For years, the site was little more than a typical industrial ruin -- the kind of modernist decay that became synonymous with Eastern Europe after the collapse of communism. The crumbling buildings just outside the city center of Erfurt were fenced off and left to the squatters who made the complex their home.
And on Thursday, after years of planning, a memorial exhibit in the former administration building opened its doors -- just in time for Jan. 27, Holocaust Remembrance Day.
"Nowhere else in Europe is the involvement of industry in the Nazis' machinery of death as visible as it is in the company in Erfurt," Rikola-Gunnar Lüttgenau told the German news agency DPA on Tuesday.
Systematic Mass Murder
The exhibit describes how Topf & Söhne, which began life in 1878 as a specialist for industrial ovens, brewing equipment and chimneys, soon became a leading manufacturer of crematoriums. The SS first commissioned crematorium ovens from the company in 1939 for concentration camps in Dachau, Buchenwald and Flossenbürg.
Once the Nazis embarked on the systematic mass murder of Jews, Gypsies and others, however, the SS needed much greater capacity. Soon, Topf & Söhne engineers set to work calculating the most efficient method to burn thousands of dead bodies. In 1942, company engineer Fritz Sander applied for a patent for a "continually operating corpse incinerator for mass use."

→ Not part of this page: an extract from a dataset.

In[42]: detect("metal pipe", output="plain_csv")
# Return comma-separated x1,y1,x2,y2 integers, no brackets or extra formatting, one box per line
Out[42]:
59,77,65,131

The company also designed ventilation systems to pump poison gas out of the gas chambers once the killing was complete -- and Topf & Söhne employees visited Auschwitz and other camps to help install their products. Ultimately, the company equipped Auschwitz with ovens capable of incinerating 8,000 bodies each day.
"The company was not a place where people were tortured or murdered," memorial head Annegret Schüle told DPA. "Rather it is a place where people thought and calculated how to incinerate as quickly and effectively as possible."
'Always Glad to Serve You'
Topf & Söhne's complicity with the Holocaust was largely ignored and then forgotten following World War II. CEO Ludwig Topf committed suicide once the war ended and several employees, including Sander, were arrested by the Soviets and sentenced to 25 years of hard labor. It was only in the mid-1990s that interest in the company's World War II activities began to gain momentum. Ultimately the state government of Thuringia and the federal government in Berlin provided 600,000 for the creation of a memorial on the site.
Hundreds of urns made by Topf & Söhne to hold the ashes of deceased Buchenwald inmates are also presented. The urns were found in 1997 during work on the roof of the crematorium at the Buchenwald concentration camp memorial. Early in the Nazis' reign of terror, ashes of deceased concentration camp prisoners were sent back to their home towns for burial. Later, the ashes were stored on site. Once the Holocaust got under way in earnest, however, the ashes were simply dispersed or buried.
Visitors to the new exhibition are greeted with the sentence: "Always glad to serve you." It was taken from a letter from Topf & Söhne to the management of the Auschwitz death camp.